Let’s get started with this short example:

from sklearn.model_selection import train_test_split
from sklearn.datasets import load_digits
from compactem.oracles import get_calibrated_gbm
from compactem.main import compact_using_oracle
from compactem.utils.data_format import DataInfo
from compactem.model_builder import DecisionTree
import pandas as pd
pd.options.display.float_format = '{:,.2f}'.format

# use small N, T for quick results
N, T = 1000, 50
X, y = load_digits(return_X_y=True)

X, _, y, _ = train_test_split(X, y, train_size=N, stratify=y, random_state=0)
dataset_info = DataInfo("digits", (X, y), [3, 4, 5], evals=T)
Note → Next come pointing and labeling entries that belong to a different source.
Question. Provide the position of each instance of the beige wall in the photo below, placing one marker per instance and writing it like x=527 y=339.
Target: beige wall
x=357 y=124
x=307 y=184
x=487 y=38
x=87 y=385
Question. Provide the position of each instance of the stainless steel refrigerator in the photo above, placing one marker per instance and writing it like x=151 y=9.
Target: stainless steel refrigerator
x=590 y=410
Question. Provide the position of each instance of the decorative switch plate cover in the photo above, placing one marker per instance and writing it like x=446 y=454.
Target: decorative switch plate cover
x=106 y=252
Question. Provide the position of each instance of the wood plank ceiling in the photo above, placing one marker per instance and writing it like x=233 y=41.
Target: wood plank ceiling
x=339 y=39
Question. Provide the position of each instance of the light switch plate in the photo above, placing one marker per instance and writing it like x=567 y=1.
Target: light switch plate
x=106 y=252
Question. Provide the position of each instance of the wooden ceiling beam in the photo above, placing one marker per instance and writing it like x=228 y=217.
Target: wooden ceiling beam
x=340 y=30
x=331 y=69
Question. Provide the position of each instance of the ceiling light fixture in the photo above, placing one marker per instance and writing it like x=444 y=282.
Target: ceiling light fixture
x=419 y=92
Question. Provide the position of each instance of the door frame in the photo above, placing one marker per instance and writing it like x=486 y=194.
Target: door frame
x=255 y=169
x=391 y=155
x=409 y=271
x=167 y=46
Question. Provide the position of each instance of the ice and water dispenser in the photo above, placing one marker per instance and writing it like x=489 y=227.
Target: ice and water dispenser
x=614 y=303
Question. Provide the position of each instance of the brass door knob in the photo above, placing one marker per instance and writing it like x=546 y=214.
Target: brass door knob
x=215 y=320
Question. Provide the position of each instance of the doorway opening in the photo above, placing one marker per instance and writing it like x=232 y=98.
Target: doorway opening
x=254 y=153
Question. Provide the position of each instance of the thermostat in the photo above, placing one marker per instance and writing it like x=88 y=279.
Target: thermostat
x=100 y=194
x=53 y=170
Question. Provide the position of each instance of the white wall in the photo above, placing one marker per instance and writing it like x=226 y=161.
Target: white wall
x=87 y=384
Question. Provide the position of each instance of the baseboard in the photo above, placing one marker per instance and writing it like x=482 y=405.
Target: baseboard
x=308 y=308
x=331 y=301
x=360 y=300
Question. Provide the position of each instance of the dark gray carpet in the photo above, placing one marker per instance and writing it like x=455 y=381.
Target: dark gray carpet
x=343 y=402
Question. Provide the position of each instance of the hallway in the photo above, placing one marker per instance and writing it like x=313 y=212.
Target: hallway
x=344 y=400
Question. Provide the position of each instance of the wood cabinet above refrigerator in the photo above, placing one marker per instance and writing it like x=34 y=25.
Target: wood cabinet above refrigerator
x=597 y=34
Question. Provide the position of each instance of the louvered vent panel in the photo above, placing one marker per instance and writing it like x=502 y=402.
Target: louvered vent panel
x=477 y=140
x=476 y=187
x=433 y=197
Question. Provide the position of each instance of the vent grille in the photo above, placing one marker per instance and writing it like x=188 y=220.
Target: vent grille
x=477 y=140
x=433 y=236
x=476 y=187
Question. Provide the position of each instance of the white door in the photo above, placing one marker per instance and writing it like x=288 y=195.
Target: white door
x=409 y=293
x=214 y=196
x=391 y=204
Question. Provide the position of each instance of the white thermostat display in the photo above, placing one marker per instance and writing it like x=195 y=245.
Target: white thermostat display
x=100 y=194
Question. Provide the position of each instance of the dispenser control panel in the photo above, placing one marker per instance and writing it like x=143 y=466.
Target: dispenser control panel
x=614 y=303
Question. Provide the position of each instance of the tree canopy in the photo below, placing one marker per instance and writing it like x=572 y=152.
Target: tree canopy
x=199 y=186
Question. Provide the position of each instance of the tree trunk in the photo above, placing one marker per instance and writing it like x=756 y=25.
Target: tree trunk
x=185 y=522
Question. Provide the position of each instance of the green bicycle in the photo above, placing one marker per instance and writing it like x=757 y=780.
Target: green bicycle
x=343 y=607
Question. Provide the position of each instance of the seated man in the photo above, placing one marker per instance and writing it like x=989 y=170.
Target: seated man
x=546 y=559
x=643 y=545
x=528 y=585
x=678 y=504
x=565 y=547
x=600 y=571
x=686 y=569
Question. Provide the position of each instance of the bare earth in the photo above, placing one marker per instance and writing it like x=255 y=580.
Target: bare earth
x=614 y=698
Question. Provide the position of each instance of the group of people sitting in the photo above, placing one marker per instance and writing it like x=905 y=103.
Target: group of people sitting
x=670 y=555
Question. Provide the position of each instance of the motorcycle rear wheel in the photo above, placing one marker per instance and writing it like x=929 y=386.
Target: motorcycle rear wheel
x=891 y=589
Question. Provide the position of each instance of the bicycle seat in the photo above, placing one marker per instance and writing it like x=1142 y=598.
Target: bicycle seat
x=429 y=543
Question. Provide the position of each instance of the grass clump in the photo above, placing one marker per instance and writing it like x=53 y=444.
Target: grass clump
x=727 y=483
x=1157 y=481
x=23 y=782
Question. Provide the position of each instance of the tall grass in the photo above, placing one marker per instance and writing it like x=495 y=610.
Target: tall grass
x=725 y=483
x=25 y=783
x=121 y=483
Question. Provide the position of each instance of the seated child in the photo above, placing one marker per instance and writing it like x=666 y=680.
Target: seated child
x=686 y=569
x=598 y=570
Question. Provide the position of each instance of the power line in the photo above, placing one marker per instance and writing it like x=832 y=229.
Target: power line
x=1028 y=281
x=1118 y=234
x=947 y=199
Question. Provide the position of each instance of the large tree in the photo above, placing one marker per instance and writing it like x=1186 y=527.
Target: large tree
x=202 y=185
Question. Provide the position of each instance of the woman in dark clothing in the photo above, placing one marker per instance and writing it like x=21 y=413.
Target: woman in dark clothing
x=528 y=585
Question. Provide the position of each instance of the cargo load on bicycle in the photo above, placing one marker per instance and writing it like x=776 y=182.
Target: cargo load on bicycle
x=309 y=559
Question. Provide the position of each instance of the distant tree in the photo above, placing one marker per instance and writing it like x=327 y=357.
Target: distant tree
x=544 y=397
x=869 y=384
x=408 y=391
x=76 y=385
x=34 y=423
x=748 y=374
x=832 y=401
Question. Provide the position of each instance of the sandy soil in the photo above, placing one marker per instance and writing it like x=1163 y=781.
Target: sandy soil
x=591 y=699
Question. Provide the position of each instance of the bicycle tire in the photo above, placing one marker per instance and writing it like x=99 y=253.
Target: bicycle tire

# if you run this a second time on the same task_dir you might want to set "overwrite=True"
aggr_results_df = compact_using_oracle(datasets_info=dataset_info,
                                       model_builder_class=DecisionTree,
                                       oracle=get_calibrated_gbm,
                                       task_dir=r'output/quickstart')
print("Result summary:")
print(aggr_results_df[['dataset_name', 'complexity', 'avg_original_score',
                       'avg_new_score', 'pct_improvement']])

Here’s the output:

Output - truncated to 2 decimal places. Scores are `F1-macro` scores.
	dataset_name	complexity	avg_original_score	avg_new_score	pct_improvement
0	digits	3	0.39	0.46	18.25
1	digits	4	0.55	0.58	6.87
2	digits	5	0.70	0.71	1.28

You will likely not see those exact numbers, but if you successfully have a table displayed on the console, congratulations, it’s alive!

Here’s what happened in the above example:

We wanted to compact decision trees of certain sizes …
… using Gradient Boosted Decision Trees as the oracle.
Since our algorithm is iterative, we have also provided a budget of iterations.

The pct_improvement shows how much the oracle guided scores, avg_new_score, improve over the original scores, avg_original_score, for a given model complexity. You can also obtain the instances the model selectively trained on - see Additional Stuff.